The experimental moments are tonight’s highlights, and when you attempt to pair their sound to another you’re left with so many cross references and contradictions – 60’s psychedelia to garage-punk to 70’s prog-rock, they even throw in a bit of glam-rock; comparisons to Marc Bolan’s aesthetics are natural with frontman Noda’s effervescent stage persona along with his silver glittered eyes, just about distinguishable under masses of curly hair.
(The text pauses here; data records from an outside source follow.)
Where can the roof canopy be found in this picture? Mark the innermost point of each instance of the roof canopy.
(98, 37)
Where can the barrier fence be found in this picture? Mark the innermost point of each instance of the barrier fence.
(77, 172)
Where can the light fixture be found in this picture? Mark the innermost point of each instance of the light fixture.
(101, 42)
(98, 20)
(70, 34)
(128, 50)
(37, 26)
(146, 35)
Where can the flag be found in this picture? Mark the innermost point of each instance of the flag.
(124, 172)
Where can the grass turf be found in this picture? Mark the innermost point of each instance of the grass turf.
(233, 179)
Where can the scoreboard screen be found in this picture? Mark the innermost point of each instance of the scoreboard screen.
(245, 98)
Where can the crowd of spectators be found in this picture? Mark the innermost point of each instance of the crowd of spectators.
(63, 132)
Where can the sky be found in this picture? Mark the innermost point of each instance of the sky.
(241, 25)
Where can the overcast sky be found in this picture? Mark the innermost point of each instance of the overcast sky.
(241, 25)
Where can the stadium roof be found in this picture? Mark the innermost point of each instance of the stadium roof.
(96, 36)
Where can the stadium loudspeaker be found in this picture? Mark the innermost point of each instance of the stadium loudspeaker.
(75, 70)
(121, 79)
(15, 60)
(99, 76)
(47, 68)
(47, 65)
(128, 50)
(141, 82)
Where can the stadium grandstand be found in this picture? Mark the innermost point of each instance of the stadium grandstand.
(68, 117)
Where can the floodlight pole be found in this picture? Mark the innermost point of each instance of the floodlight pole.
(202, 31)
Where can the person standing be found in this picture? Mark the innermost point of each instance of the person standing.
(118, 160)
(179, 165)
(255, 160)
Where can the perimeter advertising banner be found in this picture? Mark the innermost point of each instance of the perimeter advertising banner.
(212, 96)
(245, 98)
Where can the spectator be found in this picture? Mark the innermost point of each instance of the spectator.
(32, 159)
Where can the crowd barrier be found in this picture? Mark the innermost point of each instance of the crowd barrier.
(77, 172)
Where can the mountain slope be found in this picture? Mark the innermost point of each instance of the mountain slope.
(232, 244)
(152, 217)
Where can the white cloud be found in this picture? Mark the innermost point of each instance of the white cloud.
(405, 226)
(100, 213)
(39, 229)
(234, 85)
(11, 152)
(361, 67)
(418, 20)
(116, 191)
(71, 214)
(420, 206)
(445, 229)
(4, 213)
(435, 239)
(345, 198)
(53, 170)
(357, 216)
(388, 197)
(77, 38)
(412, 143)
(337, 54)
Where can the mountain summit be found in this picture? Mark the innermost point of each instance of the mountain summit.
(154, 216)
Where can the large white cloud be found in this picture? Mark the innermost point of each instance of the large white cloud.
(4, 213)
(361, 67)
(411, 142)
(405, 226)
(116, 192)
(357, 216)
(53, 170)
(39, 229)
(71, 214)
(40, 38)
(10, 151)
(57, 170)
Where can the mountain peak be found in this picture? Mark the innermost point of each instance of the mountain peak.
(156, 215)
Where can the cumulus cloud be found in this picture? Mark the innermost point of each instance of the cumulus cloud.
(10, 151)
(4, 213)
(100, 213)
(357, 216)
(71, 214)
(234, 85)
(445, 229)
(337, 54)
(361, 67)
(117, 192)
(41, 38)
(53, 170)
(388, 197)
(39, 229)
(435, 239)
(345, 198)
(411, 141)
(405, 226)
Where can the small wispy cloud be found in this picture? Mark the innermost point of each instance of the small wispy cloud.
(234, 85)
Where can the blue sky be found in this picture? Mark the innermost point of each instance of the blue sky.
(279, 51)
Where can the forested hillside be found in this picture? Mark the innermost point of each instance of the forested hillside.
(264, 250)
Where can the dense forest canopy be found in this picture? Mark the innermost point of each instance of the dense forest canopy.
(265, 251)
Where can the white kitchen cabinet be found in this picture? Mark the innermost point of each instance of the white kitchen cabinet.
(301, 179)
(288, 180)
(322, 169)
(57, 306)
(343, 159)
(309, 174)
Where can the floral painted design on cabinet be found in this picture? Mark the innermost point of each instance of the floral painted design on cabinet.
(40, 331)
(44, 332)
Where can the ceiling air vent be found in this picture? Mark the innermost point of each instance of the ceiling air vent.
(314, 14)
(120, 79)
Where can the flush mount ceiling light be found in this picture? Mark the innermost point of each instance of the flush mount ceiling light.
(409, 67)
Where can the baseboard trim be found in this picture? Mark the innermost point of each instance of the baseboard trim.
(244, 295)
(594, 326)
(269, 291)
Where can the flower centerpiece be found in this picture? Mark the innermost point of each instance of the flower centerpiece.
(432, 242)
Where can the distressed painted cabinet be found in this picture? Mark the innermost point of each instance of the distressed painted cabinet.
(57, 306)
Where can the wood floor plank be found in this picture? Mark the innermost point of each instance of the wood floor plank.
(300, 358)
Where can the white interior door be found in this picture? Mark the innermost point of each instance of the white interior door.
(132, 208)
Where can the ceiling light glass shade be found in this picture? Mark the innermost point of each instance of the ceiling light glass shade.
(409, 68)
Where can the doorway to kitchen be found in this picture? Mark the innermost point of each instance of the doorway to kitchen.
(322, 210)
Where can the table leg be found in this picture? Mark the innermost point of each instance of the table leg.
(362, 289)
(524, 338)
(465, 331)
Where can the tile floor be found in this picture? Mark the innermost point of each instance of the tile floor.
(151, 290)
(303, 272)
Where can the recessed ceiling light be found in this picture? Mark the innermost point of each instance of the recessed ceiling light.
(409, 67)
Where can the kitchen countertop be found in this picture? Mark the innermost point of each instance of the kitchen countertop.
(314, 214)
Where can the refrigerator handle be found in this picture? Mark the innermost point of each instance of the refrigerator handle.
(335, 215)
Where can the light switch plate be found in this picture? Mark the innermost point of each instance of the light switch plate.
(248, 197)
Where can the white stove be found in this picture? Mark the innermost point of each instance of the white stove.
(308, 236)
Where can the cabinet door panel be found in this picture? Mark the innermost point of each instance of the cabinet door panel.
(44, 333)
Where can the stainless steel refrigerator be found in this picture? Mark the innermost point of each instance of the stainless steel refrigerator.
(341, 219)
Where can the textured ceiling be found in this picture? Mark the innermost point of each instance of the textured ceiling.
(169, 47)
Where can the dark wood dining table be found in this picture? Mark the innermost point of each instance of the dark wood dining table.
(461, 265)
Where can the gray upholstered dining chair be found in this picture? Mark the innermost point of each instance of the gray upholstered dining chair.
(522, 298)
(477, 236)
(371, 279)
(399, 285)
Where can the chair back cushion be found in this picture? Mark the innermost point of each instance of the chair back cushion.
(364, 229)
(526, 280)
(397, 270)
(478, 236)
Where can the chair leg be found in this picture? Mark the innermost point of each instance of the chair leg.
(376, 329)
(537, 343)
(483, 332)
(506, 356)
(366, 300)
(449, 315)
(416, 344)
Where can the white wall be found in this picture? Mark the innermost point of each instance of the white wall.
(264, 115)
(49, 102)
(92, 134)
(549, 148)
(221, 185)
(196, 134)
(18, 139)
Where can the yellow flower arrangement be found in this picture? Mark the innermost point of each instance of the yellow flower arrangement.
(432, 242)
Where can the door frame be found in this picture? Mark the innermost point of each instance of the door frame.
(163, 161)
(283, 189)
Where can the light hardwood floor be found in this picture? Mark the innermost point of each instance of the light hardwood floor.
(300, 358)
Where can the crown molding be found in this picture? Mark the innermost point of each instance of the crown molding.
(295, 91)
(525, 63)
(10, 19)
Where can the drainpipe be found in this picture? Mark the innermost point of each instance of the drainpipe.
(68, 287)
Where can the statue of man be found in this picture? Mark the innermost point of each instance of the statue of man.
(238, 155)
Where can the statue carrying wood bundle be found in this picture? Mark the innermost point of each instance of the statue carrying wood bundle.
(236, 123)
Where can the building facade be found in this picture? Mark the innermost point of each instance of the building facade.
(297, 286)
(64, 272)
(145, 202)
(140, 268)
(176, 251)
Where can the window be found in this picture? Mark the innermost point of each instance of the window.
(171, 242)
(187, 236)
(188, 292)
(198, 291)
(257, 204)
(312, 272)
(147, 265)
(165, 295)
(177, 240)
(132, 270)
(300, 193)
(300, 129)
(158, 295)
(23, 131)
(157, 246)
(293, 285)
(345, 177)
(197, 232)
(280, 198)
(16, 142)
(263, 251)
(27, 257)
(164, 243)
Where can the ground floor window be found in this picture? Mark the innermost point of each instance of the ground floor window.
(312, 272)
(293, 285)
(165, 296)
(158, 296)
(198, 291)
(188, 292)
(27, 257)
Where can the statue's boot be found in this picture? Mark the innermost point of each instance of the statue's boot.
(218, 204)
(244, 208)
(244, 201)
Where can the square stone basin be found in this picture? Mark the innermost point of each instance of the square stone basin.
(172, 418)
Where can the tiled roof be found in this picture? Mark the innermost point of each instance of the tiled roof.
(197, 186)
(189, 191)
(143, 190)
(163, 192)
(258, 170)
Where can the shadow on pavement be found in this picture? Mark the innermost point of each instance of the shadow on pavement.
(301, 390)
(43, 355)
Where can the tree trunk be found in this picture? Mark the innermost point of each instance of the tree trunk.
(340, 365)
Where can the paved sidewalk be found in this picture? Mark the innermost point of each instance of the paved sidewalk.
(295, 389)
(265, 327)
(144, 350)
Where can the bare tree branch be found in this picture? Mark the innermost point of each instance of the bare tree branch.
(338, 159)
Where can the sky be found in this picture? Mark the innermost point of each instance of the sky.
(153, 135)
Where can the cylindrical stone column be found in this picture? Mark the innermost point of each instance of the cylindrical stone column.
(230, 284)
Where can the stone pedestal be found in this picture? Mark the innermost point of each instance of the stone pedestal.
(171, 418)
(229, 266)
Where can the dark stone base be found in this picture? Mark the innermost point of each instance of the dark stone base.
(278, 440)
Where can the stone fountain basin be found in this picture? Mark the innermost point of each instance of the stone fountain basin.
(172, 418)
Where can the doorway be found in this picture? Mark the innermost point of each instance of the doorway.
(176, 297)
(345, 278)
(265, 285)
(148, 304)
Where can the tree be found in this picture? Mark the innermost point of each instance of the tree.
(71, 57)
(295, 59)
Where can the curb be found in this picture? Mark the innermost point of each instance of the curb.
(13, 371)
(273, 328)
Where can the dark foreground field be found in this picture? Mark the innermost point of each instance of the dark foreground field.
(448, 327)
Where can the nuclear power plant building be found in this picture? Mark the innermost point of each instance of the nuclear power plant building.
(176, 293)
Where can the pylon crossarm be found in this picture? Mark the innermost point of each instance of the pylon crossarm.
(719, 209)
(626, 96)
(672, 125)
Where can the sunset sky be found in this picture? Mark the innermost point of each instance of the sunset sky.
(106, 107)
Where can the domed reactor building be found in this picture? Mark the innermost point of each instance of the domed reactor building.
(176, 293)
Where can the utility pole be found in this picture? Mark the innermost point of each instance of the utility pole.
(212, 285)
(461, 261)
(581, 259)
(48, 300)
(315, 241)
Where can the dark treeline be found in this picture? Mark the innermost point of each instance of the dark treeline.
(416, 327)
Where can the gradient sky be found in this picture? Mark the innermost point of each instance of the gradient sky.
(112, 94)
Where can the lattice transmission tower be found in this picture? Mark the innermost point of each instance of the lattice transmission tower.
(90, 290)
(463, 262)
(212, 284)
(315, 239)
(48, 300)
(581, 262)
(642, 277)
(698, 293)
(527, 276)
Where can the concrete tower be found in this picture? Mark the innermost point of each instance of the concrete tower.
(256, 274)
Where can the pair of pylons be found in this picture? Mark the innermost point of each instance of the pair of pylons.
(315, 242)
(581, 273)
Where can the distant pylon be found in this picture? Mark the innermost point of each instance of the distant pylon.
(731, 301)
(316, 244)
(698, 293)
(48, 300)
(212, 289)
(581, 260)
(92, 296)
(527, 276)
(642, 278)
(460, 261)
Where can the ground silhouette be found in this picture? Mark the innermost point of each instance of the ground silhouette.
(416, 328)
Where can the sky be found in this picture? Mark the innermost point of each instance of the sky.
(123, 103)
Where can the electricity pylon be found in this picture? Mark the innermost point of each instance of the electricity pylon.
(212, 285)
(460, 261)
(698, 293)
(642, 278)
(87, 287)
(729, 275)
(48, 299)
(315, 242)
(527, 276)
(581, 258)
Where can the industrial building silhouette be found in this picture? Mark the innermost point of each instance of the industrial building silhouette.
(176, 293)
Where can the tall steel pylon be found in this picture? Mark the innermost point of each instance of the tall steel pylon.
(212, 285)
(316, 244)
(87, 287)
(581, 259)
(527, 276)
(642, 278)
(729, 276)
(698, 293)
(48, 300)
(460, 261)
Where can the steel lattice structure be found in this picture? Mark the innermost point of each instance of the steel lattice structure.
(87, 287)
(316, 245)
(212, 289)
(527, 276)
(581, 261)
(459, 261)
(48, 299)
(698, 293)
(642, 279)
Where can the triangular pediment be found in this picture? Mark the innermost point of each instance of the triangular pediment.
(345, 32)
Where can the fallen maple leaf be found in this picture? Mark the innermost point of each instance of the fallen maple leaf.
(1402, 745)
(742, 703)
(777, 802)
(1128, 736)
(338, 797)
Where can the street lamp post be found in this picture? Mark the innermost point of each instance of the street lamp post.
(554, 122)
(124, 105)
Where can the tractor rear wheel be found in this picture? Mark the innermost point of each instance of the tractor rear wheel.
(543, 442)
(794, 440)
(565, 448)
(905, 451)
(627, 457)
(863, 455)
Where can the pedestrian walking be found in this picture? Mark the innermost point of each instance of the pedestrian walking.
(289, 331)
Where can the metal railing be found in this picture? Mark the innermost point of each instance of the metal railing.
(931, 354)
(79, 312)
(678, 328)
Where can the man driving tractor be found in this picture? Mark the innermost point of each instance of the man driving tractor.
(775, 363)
There are so many off the wall moments and stand out guitar solo’s that everyone here tonight is left completely satisfied and speechless by Acid Baby Jesus’s departure. Speaking just days beforehand with drummer, Marko, he offered us a very valuable point in how modern music is so fortunate to have such an timeless back catalogue of ‘greats’ to reference: “…it’s the first time a whole generation grows up with all the history of recorded music at our disposal”. When you consider the concept of Rock n’ Roll, akin to an artist emulating another movement through their painting, Impressionism for instance, yet distinctly follows a path of their own making; as Marko continues “…rock n’ roll as an art form has strong roots in certain traditions and sounds. We try to continue on that path while bringing our own sensibilities to it”, all comparisons to other musicians becomes almost irrelevant. Acid Baby Jesus are exceptional artists in their own right, one’s that are set to become a legacy of our generation; long live Rock n’ Roll!